Advantages of Prop Trading
Individual traders can benefit from proprietary trading in several ways:
- Maximize profit potential: Skilled traders who lack substantial personal capital can scale their earnings through a prop firm. For instance, making significant profits from a $200 personal account is challenging without taking on excessive risk. Prop firms offer these talented traders the chance to trade larger capital and earn substantial returns.
- Trading autonomy: Prop traders often enjoy significant freedom in how they use their allocated capital, although each firm maintains its own risk management policies to prevent uncontrolled losses.
- Learning curve & networking: Working alongside experienced traders and industry professionals gives prop traders invaluable opportunities to learn new strategies, refine skills, and build long-term connections.
- Access to advanced technology: High-quality trading tools – such as real-time news feeds, professional charting software, expert insights, and even premium terminals like Bloomberg – can be expensive for individual traders. Prop firms provide these resources, enabling traders to make informed decisions without bearing the financial burden.
- Reduced personal financial risk: Since the firm provides the trading capital, the trader’s personal financial exposure is significantly minimized.
Disadvantages of prop trading
Despite its advantages, proprietary trading also has notable drawbacks:
- Increased pressure: When trading your own money, you’re accountable only to yourself. However, when trading a firm’s capital, you carry the responsibility of meeting firm expectations and delivering consistent results.
- Lack of job security: Prop firms generally have little tolerance for underperformance and may quickly revoke funding or terminate a trader’s program if targets aren’t met.
- Upfront fees: Many prop firms require traders to pay membership fees or evaluation fees to access funded accounts. Traders must also pass challenges or evaluations before qualifying for funding.
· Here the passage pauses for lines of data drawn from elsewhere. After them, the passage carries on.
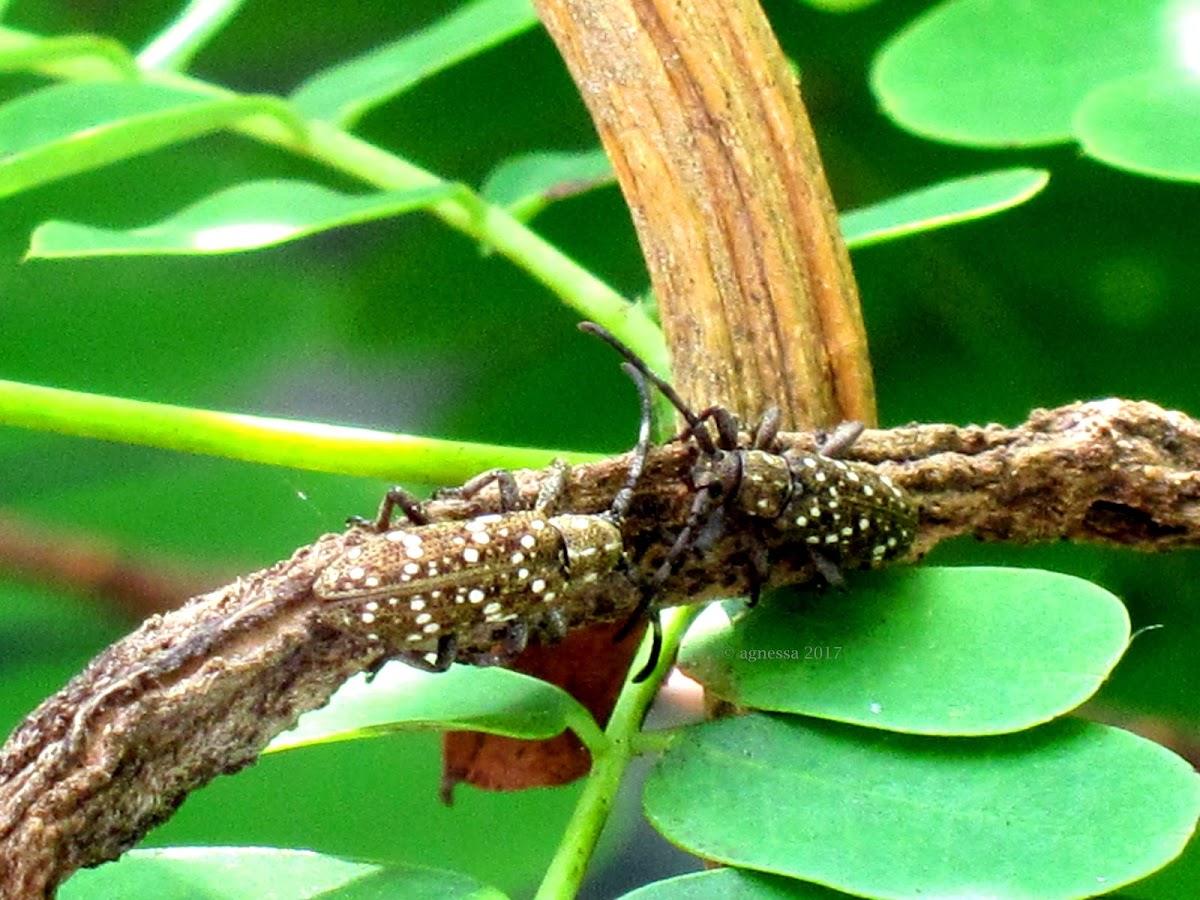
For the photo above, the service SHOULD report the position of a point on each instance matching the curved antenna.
(695, 423)
(641, 450)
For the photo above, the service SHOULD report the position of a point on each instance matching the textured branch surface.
(199, 691)
(711, 143)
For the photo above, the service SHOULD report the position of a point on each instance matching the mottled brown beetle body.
(845, 511)
(420, 587)
(409, 587)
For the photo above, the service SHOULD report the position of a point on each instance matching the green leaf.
(840, 5)
(943, 204)
(94, 57)
(67, 129)
(1147, 123)
(343, 93)
(496, 701)
(927, 651)
(1066, 810)
(527, 184)
(247, 216)
(255, 873)
(1012, 72)
(732, 885)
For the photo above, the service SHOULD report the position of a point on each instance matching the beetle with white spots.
(419, 586)
(845, 515)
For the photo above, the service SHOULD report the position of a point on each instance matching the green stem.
(175, 46)
(280, 442)
(569, 865)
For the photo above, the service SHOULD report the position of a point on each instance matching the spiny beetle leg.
(409, 505)
(652, 663)
(505, 485)
(834, 444)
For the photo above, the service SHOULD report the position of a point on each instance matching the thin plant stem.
(280, 442)
(569, 865)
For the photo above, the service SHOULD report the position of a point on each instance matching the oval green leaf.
(496, 701)
(67, 129)
(1011, 72)
(1067, 810)
(1147, 124)
(243, 217)
(732, 885)
(940, 205)
(346, 91)
(256, 873)
(972, 651)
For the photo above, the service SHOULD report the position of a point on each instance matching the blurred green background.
(1086, 292)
This model has faced scrutiny from regulators and technology firms due to concerns that some companies overpromise potential profits while setting evaluation conditions so strict that most traders never qualify for funding.
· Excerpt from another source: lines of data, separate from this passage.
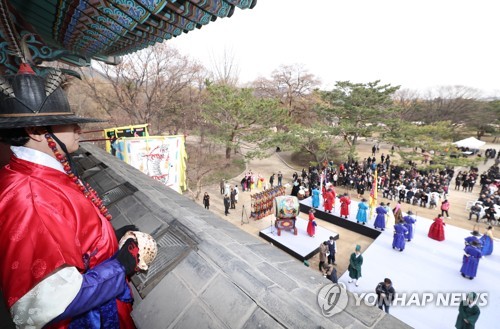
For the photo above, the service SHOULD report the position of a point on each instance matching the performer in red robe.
(311, 225)
(329, 199)
(344, 205)
(60, 263)
(436, 231)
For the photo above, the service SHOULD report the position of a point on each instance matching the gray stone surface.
(195, 272)
(245, 253)
(261, 320)
(290, 312)
(227, 300)
(198, 316)
(227, 278)
(276, 275)
(271, 253)
(163, 305)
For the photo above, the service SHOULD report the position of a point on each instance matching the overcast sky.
(418, 44)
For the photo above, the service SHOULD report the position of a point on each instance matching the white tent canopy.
(471, 143)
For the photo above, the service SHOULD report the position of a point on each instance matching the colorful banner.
(162, 158)
(128, 131)
(373, 194)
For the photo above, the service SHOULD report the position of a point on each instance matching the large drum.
(286, 206)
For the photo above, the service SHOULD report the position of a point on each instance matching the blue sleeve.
(100, 284)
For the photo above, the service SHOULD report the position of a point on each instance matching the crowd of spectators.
(406, 184)
(487, 206)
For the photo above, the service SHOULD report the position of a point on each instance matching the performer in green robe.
(468, 312)
(355, 263)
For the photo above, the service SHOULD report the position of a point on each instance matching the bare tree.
(204, 160)
(293, 85)
(225, 71)
(448, 103)
(148, 87)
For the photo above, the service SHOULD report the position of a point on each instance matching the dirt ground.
(348, 239)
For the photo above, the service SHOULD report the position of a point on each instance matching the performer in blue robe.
(409, 222)
(315, 194)
(470, 261)
(487, 242)
(380, 219)
(398, 242)
(473, 238)
(361, 215)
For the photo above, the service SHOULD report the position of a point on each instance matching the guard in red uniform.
(345, 201)
(436, 231)
(60, 265)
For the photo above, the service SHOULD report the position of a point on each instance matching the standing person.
(227, 204)
(470, 260)
(311, 225)
(323, 249)
(475, 210)
(468, 312)
(390, 221)
(243, 184)
(315, 197)
(398, 213)
(329, 199)
(355, 263)
(445, 206)
(386, 294)
(222, 185)
(206, 200)
(487, 242)
(398, 241)
(345, 201)
(330, 272)
(380, 219)
(280, 178)
(59, 250)
(332, 249)
(232, 198)
(409, 223)
(436, 231)
(361, 216)
(236, 194)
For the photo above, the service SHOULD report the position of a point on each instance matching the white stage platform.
(427, 266)
(301, 246)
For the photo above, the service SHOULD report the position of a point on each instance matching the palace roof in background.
(76, 31)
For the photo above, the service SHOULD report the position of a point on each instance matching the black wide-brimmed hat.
(29, 100)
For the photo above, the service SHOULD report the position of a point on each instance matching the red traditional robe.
(344, 206)
(436, 231)
(329, 198)
(46, 222)
(311, 229)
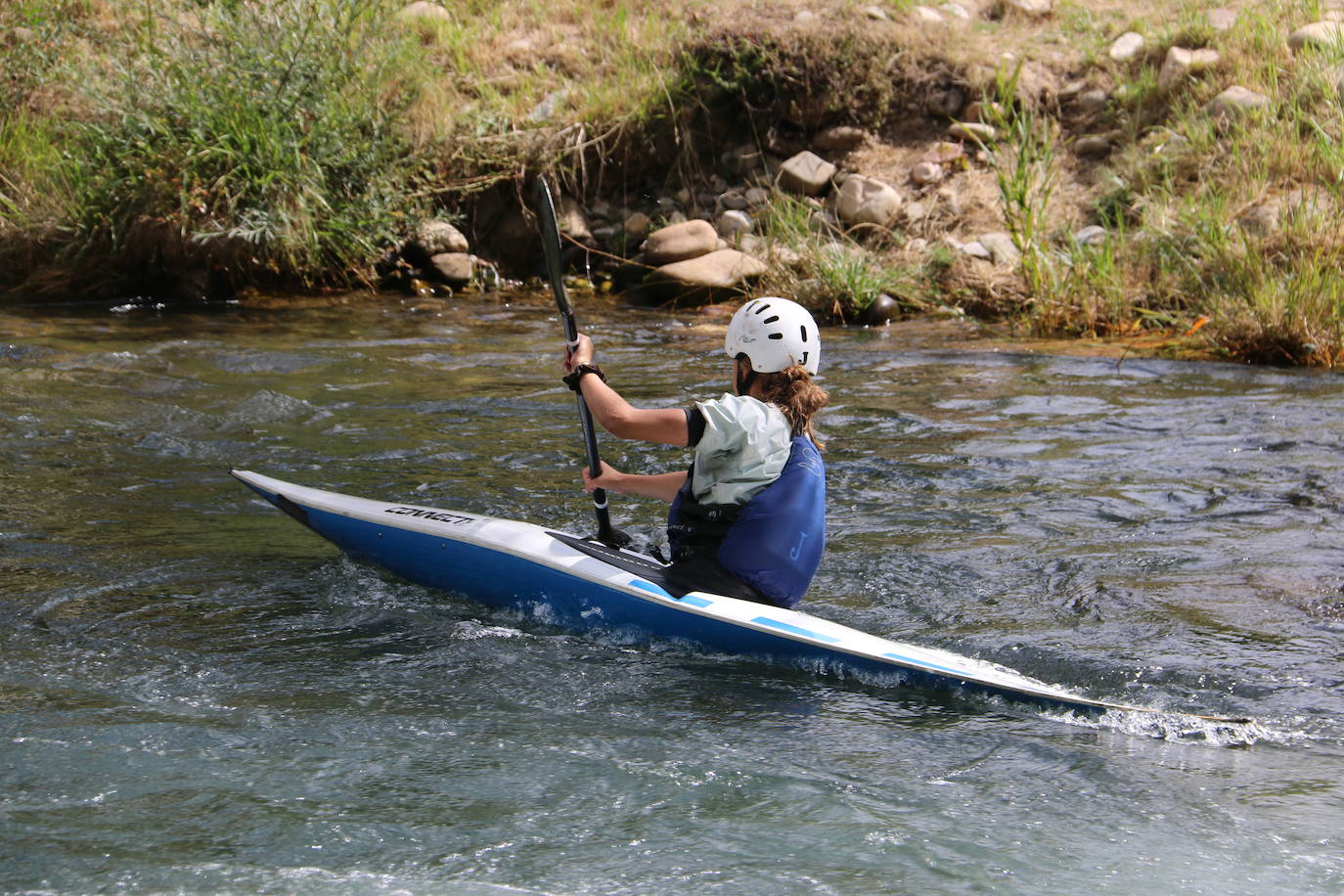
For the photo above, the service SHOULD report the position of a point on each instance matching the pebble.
(734, 223)
(1093, 146)
(1127, 46)
(1093, 101)
(1091, 236)
(1235, 101)
(926, 172)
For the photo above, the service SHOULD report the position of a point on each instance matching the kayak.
(581, 585)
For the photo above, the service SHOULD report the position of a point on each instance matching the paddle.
(552, 244)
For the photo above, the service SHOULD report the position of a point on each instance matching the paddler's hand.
(609, 479)
(581, 353)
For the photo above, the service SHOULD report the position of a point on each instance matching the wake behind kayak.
(585, 586)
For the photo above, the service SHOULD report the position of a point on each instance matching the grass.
(287, 143)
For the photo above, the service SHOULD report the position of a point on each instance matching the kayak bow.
(584, 585)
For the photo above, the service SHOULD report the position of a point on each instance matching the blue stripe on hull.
(511, 582)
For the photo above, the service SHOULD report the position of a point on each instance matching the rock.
(570, 218)
(1002, 248)
(1093, 146)
(867, 201)
(734, 223)
(1181, 62)
(637, 225)
(1235, 103)
(976, 250)
(680, 242)
(972, 130)
(1127, 46)
(757, 197)
(1091, 236)
(1093, 101)
(840, 139)
(1221, 19)
(1175, 67)
(733, 201)
(1320, 35)
(944, 154)
(926, 172)
(726, 269)
(546, 109)
(984, 113)
(807, 173)
(1031, 7)
(1203, 61)
(1260, 219)
(743, 160)
(946, 104)
(455, 269)
(433, 238)
(880, 310)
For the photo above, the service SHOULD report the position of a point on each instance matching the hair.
(794, 392)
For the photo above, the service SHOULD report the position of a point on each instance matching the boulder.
(807, 173)
(680, 242)
(707, 276)
(867, 201)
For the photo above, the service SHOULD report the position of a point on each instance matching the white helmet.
(776, 334)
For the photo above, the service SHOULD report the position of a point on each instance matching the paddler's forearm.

How to get started with prop trading?

Getting started with a prop firm depends on the firm’s structure and requirements:
- Traditional in-office prop firms may have strict prerequisites, rigorous screening processes, and require traders to work on-site. These firms often invest heavily in training, technology, and mentorship to support their traders.
- Remote-based prop firms make it easier to get started. Traders receive funded accounts and typically pay an upfront evaluation or membership fee to participate in challenges or assessments.
- During the evaluation phase, traders must meet specific profit targets while staying within maximum drawdown limits. Successful traders receive access to larger capital allocations and, in some cases, higher profit splits.
- Due to recent regulatory changes, many traders are now opting for direct funding models that don’t require upfront fees, focusing instead on live trading accounts without simulated challenges.
Conclusion
We hope this article has helped you understand what is a prop firm, how it works, and the opportunities and risks involved. With the right knowledge and discipline, proprietary trading can be a rewarding pathway for traders looking to scale their earnings without risking significant personal capital.